The issues I've had in the past with NEBuilder I think traced back to overhangs between fragments that were too short. I think it recommends 15-25 nt. I would aim for the higher end of that range. Some polymerases (such as the one I was using to make my PCR fragments) may have some exonuclease activity that shortens the overhangs between fragments below what your anticipated overhang length should be.
this is a 3 fragment assembly, and I got a similar one working with OE PCR the other day, the last one is low GC % though, which concerns me. I used NEB Builder software to design these primers.
I frequently use NEB builder to design overhang. I keep the overhang length maximum 20 nt. I then analyze the secondary strucure of the overhang sequence with a primer analyzing software such as NetPrimer. If everything looks okay, I order the primer for PCR or order the synthesized dsDNA (such as gBlock by IDT). For PCR, I use Q5 hot start polymerase and so far I never had an issue with this polymerase.
I design primers using the neb builder tool https://nebuilderv1.neb.com/
I have yet to see the neb builder master mix ligate anything, it never ever works and I am meticulously careful with it, and I use 30 bp overhangs. It just failed now today AGAIN - nothing but a 250 nt junk band on the gel. Back to OE PCR, that at least works once in a while, one.fragment.at.a.time....

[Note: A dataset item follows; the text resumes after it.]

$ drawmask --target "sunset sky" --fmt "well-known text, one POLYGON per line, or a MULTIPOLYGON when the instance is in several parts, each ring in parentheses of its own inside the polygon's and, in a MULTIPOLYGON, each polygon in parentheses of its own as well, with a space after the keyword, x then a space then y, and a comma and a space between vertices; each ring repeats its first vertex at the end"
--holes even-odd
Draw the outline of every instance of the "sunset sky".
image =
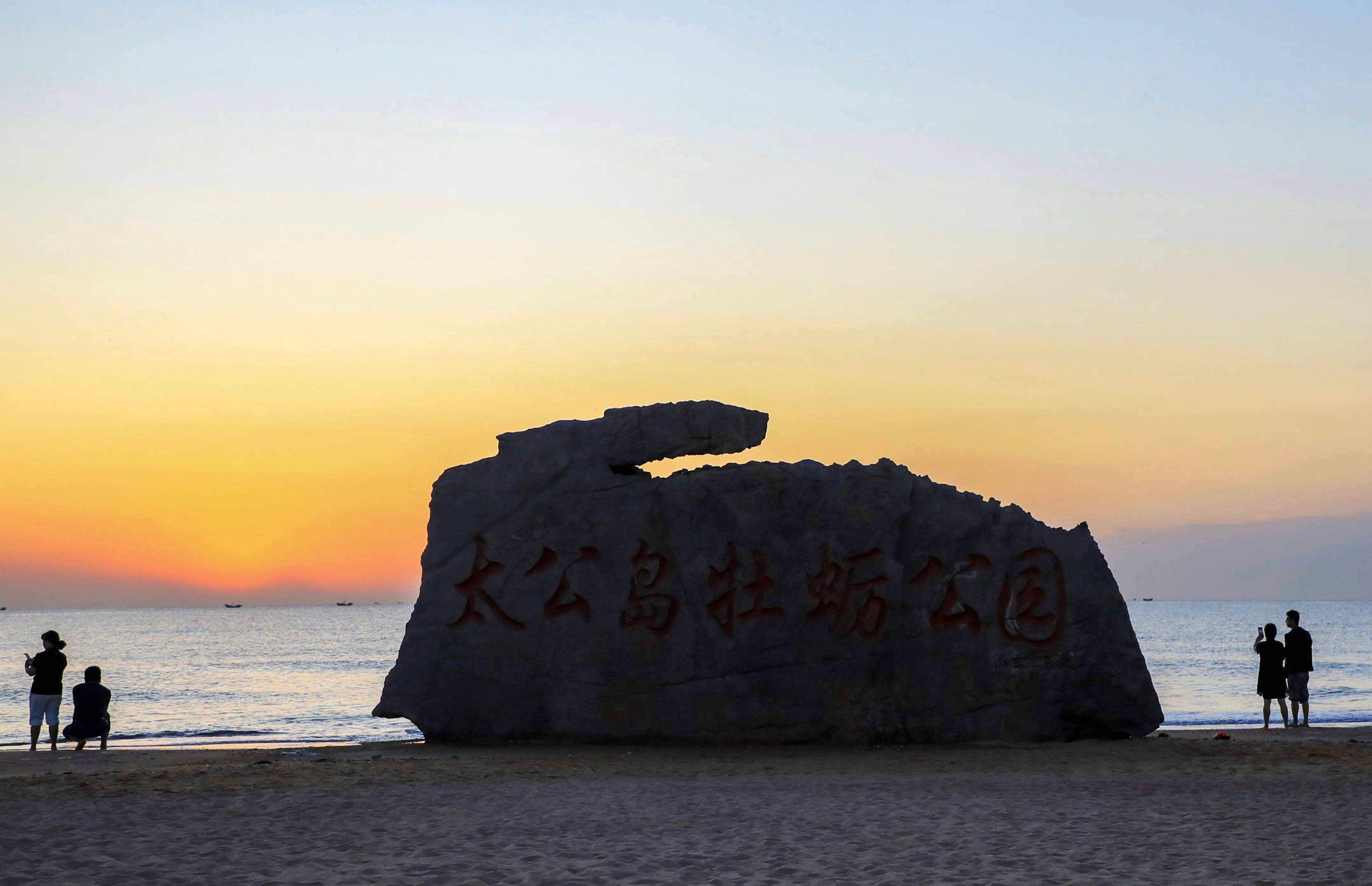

HI Amy. I have been using NEBuilder for several years and it tends to work really well for me (I use half reactions -10 µl- to extend the number of reactions I get). So here's some things to consider. 1. You said you got 200 to 300 colonies with the competent cells and circular vector. is this number calculating out to 10 8 CFU or better? Anything less is not going to work for a complex multi band construct. 2. Are you gel purifying your bands, getting ODs for each, and checking to make sure that the molar ratios for all components are correct? 3. When you say you get a 250 nt. junk band what does that mean? If you are checking by just colony pcr it would be worth it to miniprep your few colonies and figure out what they are. 4. Also, have you tried amplifying with just one primer/rxn to make sure that each band that you're getting is a true primer-primer amplicon? If even one is wrong then the whole thing won't work. 5. The fact that even your control doesn't work suggests strongly that the issue is either the competent cells or the rxn mix is off.
thanks Dianne! I calculate the molar ratios of the fragments totaling together 0.01 to 0.2 (depending on the reaction) by the equation pmole = (X ng * 1000) / (bp length * 650 Daltons)
I have been having better luck with OE PCR and paperclip assembly.
The junk band looks like primer dimer concatenation. I was actually trying to assemble a linear construct, which NEB tech support told me was possible using NEB builder master mix and the correct molar ratio of fragments. They do need to be run one by one, for troubleshooting, you are correct. But that does defeat the purpose of the whole product ;-) I designed my primers with NEB builder software to have 30 bp overhangs.
Yeah, I would use overlap assembly if just putting together a linear product. NEBuilder really shines when generating a multi insert plasmid; my daughter actually successfully used it to put together 5 fragments in her first lab research job as a second year undergrad!